By the end, the show breaks its own carefully explained rules of who can and can’t come and go in Brigadoon. The coy and mincing teen-age sulker Harry Beaton (Oliver Gaag) tried to leave and got killed for it, but Tommy seems able to return because he loves Fiona a lot. Again, romance.

OK, whatever. It’s a romantic show with some beautiful songs (most notably the unfortunately titled “Come to Me, Bend to Me”). This production is marked by excellent singing voices and a decidedly unhurried pace, most evident in Tommy, played with great moping and inexpression by Tony Cobb.

There is more to good singing, though, than just hitting the notes. Without passion or emotion — or at least some romantic chemistry between the characters — the songs just get in the way of the story. That is often what happens here.

Shawn Lynn livens things up as the wise-cracking Jeff, and Amanda Scheffer is certainly a hoot as Meg, singing about the drunken brawl that erupted at her parents’ wedding — a strange moment that is second only to her downright smutty “Love of My Life” song, in which she sings of her legendary promiscuity. (“We skirmished for hours at night in the glen,” she sings of her affair with a soldier. “And I found the sword was much mightier than the pen.” Wow! At the SCERA!)

The rest of the cast ambles along with enthusiasm and some considerable talent, tucked away in the supporting roles.

Brigadoon is a strange place, and “Brigadoon” is a strange show. Fiona says, “There’s a difference between romancing a girl and just being sentimental because you’re tired.” I think that at one point, the 54-year-old “Brigadoon” was quite capable of romancing its audience. Now, though, it’s just sentimental and tired.
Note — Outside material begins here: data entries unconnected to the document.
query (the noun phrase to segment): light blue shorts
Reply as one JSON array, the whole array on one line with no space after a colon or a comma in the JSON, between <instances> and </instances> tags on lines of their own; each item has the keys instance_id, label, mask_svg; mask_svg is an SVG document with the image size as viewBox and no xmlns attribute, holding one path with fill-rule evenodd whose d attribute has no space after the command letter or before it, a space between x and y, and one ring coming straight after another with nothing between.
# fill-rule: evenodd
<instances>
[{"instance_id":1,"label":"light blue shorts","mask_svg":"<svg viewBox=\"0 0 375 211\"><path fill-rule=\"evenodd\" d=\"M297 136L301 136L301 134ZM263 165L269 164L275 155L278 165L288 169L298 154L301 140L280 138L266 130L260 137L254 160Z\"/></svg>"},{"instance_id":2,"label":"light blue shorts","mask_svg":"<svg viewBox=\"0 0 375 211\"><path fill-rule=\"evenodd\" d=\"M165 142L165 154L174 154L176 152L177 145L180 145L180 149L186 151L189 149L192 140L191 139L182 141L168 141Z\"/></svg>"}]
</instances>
I recall finding "Brigadoon" very sexist the last time I saw it, yet it didn't seem that way this time around. Either I became more calloused toward such things, or this production somehow downplayed the sexism. I still consider this to be one of those shows that has fulfilled all of its possible usefulness and needs to be put on a shelf somewhere, but I don't hate the show. I consider it quaint, and not a little strange.